After James Cook mapped the coast of New Zealand in 1769 opening the door to further European exploration and mercantilism, a brisk trade in toi moko developed, populating the museums of Europe, and later the US, with these objects of fascination/human remains. Eventually, demand in Europe for the tattooed heads was so high that tribespeople were murdered just for their heads. Slaves captured in warfare would be tattooed right quick, decapitated and their heads sold. Because of its increasing brutality, the trade in tattooed heads was officially outlawed by Britain in 1831.
Rouen’s toi moko had been donated by a Parisian collector named Drouet to the Museum of Natural History in 1875. It went on public display in the museum until it closed in 1996. Then it was kept in storage for a decade until curators doing inventory before the re-opening of the museum found it. This was in 2006, and the city council, headed by the mayor of Rouen, Pierre Albertini, immediately proposed to return the head to New Zealand. The Maori had been asking for their ancestral heads back for two decades by then; it wasn’t even a controversial position, really. Most countries had already returned their head collections or were working on it.
The French Culture Ministry, however, put an immediate stop to the plan. According to the ministry, the museum by law had to consult with a scientific committee before making any offers to return anything. France’s national government has a blanket policy of considering pretty much everything in its museums as part of France’s national heritage, no matter where it came from and under what circumstances, based on the age-old finders keepers philosophy of ethics. The underlying fear was that allowing Rouen to one-sidedly return the toi moko would open a Pandora’s Box of demands for repatriation.
An administrative court backed the government’s position so for years the toi moko remained in storage in Rouen. Recognizing the specific cultural significance of the toi moko, French senator Catherine Morin-Desailly submitted a bill the French senate in early 2008 that would allow the return of the Maori heads in France, not just the Rouen one but 15 others from public collections all over France as well. The bill was passed unanimously by the Senate in June of 2009, and finally by the National Assembly in May 2010.
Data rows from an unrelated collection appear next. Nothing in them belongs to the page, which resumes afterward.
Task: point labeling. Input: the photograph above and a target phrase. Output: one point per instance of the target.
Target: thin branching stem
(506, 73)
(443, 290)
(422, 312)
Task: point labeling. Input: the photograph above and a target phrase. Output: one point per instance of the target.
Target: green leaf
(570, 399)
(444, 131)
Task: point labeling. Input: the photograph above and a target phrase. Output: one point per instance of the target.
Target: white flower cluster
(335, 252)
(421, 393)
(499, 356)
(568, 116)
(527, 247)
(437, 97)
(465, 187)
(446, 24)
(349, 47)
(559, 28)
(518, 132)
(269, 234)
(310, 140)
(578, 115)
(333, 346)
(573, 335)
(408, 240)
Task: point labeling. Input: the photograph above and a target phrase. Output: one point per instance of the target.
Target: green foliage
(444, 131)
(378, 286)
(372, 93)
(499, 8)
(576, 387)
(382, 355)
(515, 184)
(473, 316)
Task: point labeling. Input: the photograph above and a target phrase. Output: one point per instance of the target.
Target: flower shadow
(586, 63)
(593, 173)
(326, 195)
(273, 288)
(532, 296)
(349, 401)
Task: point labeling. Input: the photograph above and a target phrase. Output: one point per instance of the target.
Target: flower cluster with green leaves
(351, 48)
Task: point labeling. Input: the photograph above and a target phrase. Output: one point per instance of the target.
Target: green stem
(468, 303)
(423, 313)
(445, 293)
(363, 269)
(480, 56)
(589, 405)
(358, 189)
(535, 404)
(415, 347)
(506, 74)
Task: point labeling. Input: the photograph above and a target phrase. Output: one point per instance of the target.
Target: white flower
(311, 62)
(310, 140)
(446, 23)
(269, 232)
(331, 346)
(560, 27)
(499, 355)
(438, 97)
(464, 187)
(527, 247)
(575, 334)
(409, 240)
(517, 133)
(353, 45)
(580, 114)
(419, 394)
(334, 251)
They made a point, however, of emphasizing that this was a particular exception based on the human dignity of the remains and the strong cultural traditions of the Maori in modern-day New Zealand. “The minister emphasises that this very particular case must be placed within its specific context and should not be confused with the debate about other claims concerning certain items in the public collections.”
Now, a year later, the first toi moko, the one that started it all in Rouen, is on its way back home. It will be placed in a sacred space of the Te Papa museum on May 12th, along with a number of other toi moko retrieved along the way in Sweden, Germany and Norway. The rest of the French toi moko will be returned to New Zealand in 2012.